Mit ideenreichen Interpretationen von Bach hat Paulus-Kirchenmusiker Wolfgang Kleber den Orgelsommer fantasievoll und mit allen Möglichkeiten der großen Schuke-Orgel beendet.
DARMSTADT. Dass die Freiheit des Fantasierens immer wieder zu besonders kühnen Neuerungen inspiriert, machte Wolfgang Kleber im letzten Konzert des Internationalen Orgelsommers in der Darmstädter Pauluskirche deutlich. Johann Sebastian Bach geht in seiner Fantasie g-Moll BWV 542 bis an die Grenzen des zu seiner Zeit Möglichen, was die chromatische und formale Gestaltung betrifft.

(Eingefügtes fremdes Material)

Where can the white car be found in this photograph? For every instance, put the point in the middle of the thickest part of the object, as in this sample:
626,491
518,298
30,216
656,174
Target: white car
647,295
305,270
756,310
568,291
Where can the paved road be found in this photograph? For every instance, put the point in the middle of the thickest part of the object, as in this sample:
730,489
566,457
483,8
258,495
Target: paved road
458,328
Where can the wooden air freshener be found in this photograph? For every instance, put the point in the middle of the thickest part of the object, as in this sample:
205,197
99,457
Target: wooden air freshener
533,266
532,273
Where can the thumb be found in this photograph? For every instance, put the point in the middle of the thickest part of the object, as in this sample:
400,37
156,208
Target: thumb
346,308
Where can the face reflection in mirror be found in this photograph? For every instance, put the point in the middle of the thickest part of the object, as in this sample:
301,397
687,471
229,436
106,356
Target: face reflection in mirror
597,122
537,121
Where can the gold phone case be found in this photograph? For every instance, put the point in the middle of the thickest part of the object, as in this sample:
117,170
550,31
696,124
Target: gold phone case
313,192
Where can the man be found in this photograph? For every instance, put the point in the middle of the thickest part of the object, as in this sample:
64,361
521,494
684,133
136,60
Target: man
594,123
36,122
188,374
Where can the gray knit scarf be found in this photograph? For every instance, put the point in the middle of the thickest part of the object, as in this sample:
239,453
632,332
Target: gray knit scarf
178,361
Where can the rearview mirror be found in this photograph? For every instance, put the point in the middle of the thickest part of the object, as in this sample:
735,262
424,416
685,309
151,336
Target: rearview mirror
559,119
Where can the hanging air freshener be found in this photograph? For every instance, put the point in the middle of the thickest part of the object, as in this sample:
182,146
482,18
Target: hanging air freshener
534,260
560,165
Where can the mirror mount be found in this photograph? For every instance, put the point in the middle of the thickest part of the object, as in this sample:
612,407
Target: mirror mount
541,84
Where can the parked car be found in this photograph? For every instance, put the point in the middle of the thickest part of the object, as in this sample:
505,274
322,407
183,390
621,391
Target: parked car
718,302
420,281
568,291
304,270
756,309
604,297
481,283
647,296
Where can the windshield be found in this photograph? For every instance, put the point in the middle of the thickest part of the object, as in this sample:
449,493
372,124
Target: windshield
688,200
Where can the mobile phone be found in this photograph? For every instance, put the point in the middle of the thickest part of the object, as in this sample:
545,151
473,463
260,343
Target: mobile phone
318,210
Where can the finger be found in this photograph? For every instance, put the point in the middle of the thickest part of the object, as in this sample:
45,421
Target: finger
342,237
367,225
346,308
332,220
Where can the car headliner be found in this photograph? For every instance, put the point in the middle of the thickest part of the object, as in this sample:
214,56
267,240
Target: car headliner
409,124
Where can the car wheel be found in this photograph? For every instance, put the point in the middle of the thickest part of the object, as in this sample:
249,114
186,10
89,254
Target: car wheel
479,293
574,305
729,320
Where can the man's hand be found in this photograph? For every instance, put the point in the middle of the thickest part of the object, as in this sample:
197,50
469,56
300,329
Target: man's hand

Und dennoch wirkte das Stück in Klebers durchdachter und vorandrängender Deutung wie aus einer Keimzelle heraus entwickelt. Folgerichtig verzichtete der Organist auf die beliebte Fuge, die meist getrennt von der Fantasie überliefert ist; er schickte sie später als Zugabe auf tänzerisch beschwingte Art nach. Stattdessen fügte er an die Fantasie eine stille, verhaltene Wiedergabe des fünfstimmigen Chorals „An Wasserflüssen Babylon“ an.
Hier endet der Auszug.